Пятое. Никаких законов о родственном «учеловечивании» в Бельведере не существует. Правда, Вы можете написать прошение на имя моей жены с просьбой «учеловечить» Вас в качестве богадела.

Шестое. Денег на проживание в нашем доме у Вас, вероятно, нет. Но я мог бы похлопотать, испросить для Вас государственный пенсион по недееспособности, хотя по возрасту Вы еще не вполне подходите.

Седьмое. Однако, зная Вас несколько лучше, чем Вы, быть может, подозреваете, и зная весьма своеобычные нравы, царящие среди здешней публики, я еще раз подчеркиваю: удобно у нас Вам не будет.

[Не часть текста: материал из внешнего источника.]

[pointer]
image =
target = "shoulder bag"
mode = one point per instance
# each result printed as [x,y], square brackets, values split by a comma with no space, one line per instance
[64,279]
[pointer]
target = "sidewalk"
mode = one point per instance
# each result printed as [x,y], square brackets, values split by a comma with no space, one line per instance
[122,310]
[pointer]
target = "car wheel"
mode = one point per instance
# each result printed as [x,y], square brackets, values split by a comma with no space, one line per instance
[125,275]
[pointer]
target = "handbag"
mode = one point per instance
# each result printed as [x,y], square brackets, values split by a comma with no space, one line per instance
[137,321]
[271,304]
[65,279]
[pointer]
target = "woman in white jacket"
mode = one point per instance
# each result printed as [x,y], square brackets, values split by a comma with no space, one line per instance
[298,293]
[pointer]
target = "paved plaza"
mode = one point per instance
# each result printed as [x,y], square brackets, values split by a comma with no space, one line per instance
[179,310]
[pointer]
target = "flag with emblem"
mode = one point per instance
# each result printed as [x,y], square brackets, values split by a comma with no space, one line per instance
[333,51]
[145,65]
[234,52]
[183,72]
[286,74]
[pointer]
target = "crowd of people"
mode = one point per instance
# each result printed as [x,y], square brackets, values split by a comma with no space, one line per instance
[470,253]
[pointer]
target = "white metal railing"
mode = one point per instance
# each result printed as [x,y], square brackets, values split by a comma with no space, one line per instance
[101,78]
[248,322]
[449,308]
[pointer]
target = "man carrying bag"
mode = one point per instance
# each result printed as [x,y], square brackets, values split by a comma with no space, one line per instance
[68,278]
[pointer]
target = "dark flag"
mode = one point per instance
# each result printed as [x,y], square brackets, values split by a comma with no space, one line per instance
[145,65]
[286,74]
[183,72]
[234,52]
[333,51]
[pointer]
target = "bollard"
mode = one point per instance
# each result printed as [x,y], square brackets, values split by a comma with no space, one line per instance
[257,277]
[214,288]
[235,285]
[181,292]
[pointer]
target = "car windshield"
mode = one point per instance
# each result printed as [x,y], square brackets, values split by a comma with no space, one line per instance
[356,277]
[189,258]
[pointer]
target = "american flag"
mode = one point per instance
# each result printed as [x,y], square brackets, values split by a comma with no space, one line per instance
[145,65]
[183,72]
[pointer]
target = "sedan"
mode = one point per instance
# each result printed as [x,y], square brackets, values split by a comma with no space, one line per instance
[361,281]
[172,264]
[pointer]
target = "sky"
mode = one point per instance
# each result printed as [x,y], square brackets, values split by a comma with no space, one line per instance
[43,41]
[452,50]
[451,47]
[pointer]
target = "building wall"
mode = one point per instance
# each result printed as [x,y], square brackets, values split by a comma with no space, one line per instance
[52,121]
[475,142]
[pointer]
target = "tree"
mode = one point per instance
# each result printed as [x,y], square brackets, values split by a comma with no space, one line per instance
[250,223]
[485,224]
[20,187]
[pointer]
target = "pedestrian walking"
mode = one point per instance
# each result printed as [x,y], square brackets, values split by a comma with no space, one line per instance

Восьмое. По возвращении Мажорет я снимаю с себя обязанности исполняющего обязанности попечителя и всяческую ответственность за Ваше благополучие.

Петр».

П. Д. – П. М.

«Милый Петр, любезный друг, buona sera. Стать насельником богадельни, руководимой супругой достойнейшего джентльмена, каким Вы с таким совершенством являетесь,– о подобной чести дерзаю только мечтать. Тем не менее заявление прилагаю. Also спешу заверить, что бритый череп управляющего макроцефала еще не достаточно худая примета, чтобы из-за нее лишать себя упомянутой выше чести и удовольствия влиться в вашу старческую семью, к некоторым членам которой я успел уже искренне привязаться.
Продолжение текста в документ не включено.